The metabolite activates KATP in smooth muscle cells, facilitating potassium ion outflow, hyperpolarizing the cell, and closing voltage-gated calcium channels.

This inhibits calcium ion influx, relaxing the smooth muscle, dilating blood vessels, and reducing blood pressure.

Sodium nitroprusside, a parenterally administered vasodilator, targets arterioles and venules.

It releases nitric oxide, activating soluble guanylyl cyclase in smooth muscle cells.

This enzyme converts guanosine triphosphate into cyclic guanosine monophosphate, activating protein kinase G.

Activated PKG inhibits calcium ion influx, lowers intracellular calcium levels, and activates myosin light-chain phosphatase, dephosphorylating myosin light chains, and inhibiting actin-myosin interaction.

Collectively, reduced calcium levels and myosin light chain dephosphorylation cause vasorelaxation, lowering peripheral resistance and blood pressure.

9.12:

Antihypertensive Drugs: Vasodilators

Vasodilators, primarily affecting the smooth muscles within arterial and venous walls, are commonly used for hypertension treatment. Medications such as minoxidil and hydralazine primarily target arteries and arterioles, while sodium nitroprusside acts on arterioles and venules. Minoxidil, functioning as a prodrug, is metabolized by hepatic sulfotransferase into its active form, minoxidil sulfate, after oral administration.
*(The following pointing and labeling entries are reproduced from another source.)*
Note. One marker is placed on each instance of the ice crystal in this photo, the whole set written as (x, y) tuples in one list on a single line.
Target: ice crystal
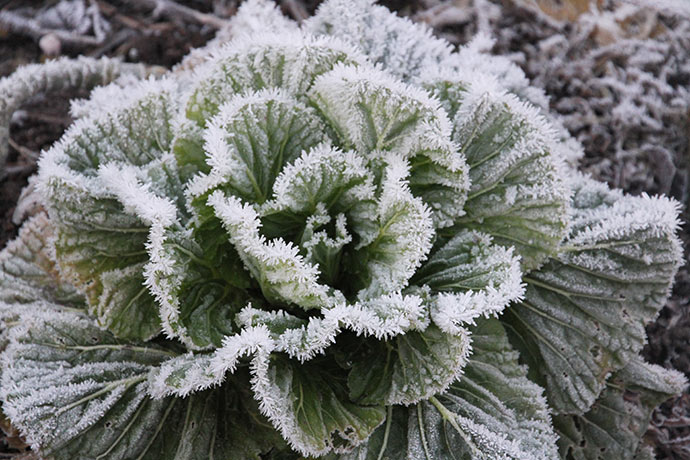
[(341, 240)]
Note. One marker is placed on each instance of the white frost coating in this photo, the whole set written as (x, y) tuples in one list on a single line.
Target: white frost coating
[(450, 311), (399, 45), (227, 164), (252, 17), (657, 215), (323, 168), (288, 61), (27, 81), (51, 389), (372, 112), (55, 170), (345, 87), (493, 445), (277, 264), (384, 318), (404, 235), (125, 182)]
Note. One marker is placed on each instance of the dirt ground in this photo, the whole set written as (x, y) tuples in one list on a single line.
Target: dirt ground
[(138, 34)]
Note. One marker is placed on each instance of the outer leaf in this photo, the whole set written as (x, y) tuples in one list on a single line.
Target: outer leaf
[(27, 81), (27, 269), (614, 425), (492, 412), (100, 242), (264, 332), (73, 390), (308, 403), (584, 312), (518, 193)]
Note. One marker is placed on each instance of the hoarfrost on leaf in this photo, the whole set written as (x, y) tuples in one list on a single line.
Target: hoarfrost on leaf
[(301, 241)]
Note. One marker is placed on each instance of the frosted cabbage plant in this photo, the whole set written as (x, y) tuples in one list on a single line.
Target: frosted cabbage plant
[(340, 240)]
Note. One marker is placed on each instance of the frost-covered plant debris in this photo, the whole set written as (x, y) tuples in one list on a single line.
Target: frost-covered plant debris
[(341, 240)]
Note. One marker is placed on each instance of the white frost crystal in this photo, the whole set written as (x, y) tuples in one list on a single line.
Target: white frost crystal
[(331, 240)]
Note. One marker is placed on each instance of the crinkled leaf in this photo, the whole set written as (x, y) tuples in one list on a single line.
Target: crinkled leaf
[(402, 47), (471, 277), (199, 289), (291, 62), (250, 141), (584, 312), (518, 193), (491, 412), (408, 368), (372, 112), (614, 425), (281, 272), (100, 241), (73, 389), (77, 393), (28, 272), (398, 240), (308, 403)]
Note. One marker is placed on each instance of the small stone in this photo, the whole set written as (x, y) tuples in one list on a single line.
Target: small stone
[(50, 45)]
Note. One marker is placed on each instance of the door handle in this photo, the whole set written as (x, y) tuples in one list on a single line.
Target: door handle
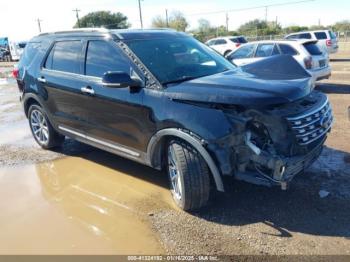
[(41, 79), (87, 90)]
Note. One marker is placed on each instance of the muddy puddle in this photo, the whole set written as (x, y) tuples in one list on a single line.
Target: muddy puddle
[(97, 204)]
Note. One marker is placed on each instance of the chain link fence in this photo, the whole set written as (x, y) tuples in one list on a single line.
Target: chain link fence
[(342, 37)]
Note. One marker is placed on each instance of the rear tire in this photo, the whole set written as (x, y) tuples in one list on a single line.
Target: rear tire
[(189, 176), (43, 132)]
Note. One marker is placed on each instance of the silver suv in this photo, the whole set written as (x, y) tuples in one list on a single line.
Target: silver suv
[(327, 40)]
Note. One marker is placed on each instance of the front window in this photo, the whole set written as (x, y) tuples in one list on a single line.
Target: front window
[(178, 59), (238, 40), (245, 51), (312, 48)]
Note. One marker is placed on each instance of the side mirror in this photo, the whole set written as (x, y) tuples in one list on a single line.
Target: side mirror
[(120, 80)]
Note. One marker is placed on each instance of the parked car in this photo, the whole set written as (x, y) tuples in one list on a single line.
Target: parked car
[(327, 39), (224, 45), (305, 52), (16, 50), (4, 55), (163, 99)]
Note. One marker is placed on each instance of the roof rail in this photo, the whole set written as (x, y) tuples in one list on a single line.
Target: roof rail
[(79, 30)]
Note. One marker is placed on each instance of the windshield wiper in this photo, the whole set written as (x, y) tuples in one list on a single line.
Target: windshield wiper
[(186, 78)]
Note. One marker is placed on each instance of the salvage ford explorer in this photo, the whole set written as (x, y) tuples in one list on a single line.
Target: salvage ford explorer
[(163, 99)]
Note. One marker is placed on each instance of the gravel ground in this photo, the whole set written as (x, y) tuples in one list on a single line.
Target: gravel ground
[(311, 217)]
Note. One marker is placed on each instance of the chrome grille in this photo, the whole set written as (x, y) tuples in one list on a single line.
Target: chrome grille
[(311, 126)]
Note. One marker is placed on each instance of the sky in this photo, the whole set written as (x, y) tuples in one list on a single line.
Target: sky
[(18, 18)]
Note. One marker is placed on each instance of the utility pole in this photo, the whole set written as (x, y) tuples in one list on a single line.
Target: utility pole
[(39, 24), (76, 10), (140, 14), (166, 18), (227, 22), (276, 22)]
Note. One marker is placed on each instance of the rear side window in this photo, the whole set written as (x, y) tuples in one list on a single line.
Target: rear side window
[(305, 36), (29, 53), (312, 48), (332, 34), (65, 57), (245, 51), (102, 57), (321, 35), (287, 49), (239, 40), (292, 37), (220, 42), (265, 50)]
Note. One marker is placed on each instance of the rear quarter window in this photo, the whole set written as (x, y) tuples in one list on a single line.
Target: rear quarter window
[(312, 48), (287, 49), (220, 42), (30, 51), (321, 35), (245, 51)]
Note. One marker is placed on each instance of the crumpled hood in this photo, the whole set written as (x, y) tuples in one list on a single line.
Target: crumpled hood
[(275, 80)]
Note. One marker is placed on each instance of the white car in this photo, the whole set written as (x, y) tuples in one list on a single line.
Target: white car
[(327, 40), (227, 44), (305, 52)]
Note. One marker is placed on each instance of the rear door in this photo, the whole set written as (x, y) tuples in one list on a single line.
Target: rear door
[(61, 77), (322, 38)]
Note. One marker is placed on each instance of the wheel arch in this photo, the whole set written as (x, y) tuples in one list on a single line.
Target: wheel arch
[(28, 102), (156, 147)]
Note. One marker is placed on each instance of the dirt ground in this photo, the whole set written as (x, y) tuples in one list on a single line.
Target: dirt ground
[(80, 200)]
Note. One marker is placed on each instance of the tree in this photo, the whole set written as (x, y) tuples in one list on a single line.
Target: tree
[(259, 27), (105, 19), (204, 26), (342, 26), (294, 29), (177, 21)]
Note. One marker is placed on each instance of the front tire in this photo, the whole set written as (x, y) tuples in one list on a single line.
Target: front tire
[(43, 132), (188, 175)]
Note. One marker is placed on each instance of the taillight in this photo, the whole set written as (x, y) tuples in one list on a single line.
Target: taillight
[(15, 73), (308, 62)]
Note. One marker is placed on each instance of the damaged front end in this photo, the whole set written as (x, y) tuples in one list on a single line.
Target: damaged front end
[(270, 145)]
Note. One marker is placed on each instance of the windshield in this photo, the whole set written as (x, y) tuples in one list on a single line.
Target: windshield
[(178, 59)]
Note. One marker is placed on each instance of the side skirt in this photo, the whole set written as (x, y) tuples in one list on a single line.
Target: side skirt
[(111, 147)]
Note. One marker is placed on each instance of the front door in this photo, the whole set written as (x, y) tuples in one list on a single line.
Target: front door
[(62, 81), (116, 115)]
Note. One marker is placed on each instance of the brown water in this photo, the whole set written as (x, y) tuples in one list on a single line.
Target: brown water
[(93, 205)]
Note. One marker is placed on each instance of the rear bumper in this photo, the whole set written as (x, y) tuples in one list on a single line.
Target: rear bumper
[(333, 49), (322, 73)]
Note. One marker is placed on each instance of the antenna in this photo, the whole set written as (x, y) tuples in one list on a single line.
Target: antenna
[(76, 10)]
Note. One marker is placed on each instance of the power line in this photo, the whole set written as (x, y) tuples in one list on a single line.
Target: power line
[(76, 10), (250, 8)]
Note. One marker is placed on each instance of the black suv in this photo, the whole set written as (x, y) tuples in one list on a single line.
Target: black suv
[(163, 99)]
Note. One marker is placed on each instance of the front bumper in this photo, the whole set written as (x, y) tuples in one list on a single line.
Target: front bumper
[(283, 169)]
This metabolite binds to the sulfonylurea receptor (SUR) component of ATP-sensitive potassium channels on smooth muscle cell membranes. This binding triggers the opening of the potassium channel, facilitating the outflow of positively charged potassium ions. The resulting hyperpolarization closes voltage-gated calcium channels and inhibits the influx of calcium ions; with less calcium available for muscle contraction, smooth muscles relax, leading to blood vessel dilation and blood pressure reduction. In hypertensive emergencies, sodium nitroprusside is frequently used as a parenterally administered vasodilator. When metabolized, sodium nitroprusside releases nitric oxide, which diffuses into smooth muscle cells and activates the soluble guanylyl cyclase (sGC) enzyme. The activated enzyme converts guanosine triphosphate (GTP) into cyclic guanosine monophosphate (cGMP). Elevated cGMP levels activate protein kinase G (PKG), which opens potassium channels, inhibits calcium ion influx and reduces intracellular calcium levels. It also activates myosin light chain phosphatase, which dephosphorylates myosin light chains, inhibiting actin-myosin interaction. These combined actions result in smooth muscle relaxation, blood vessel dilation, and decreased resistance and blood pressure. However, it is worth noting that sodium nitroprusside releases cyanide, posing a risk of cyanide poisoning.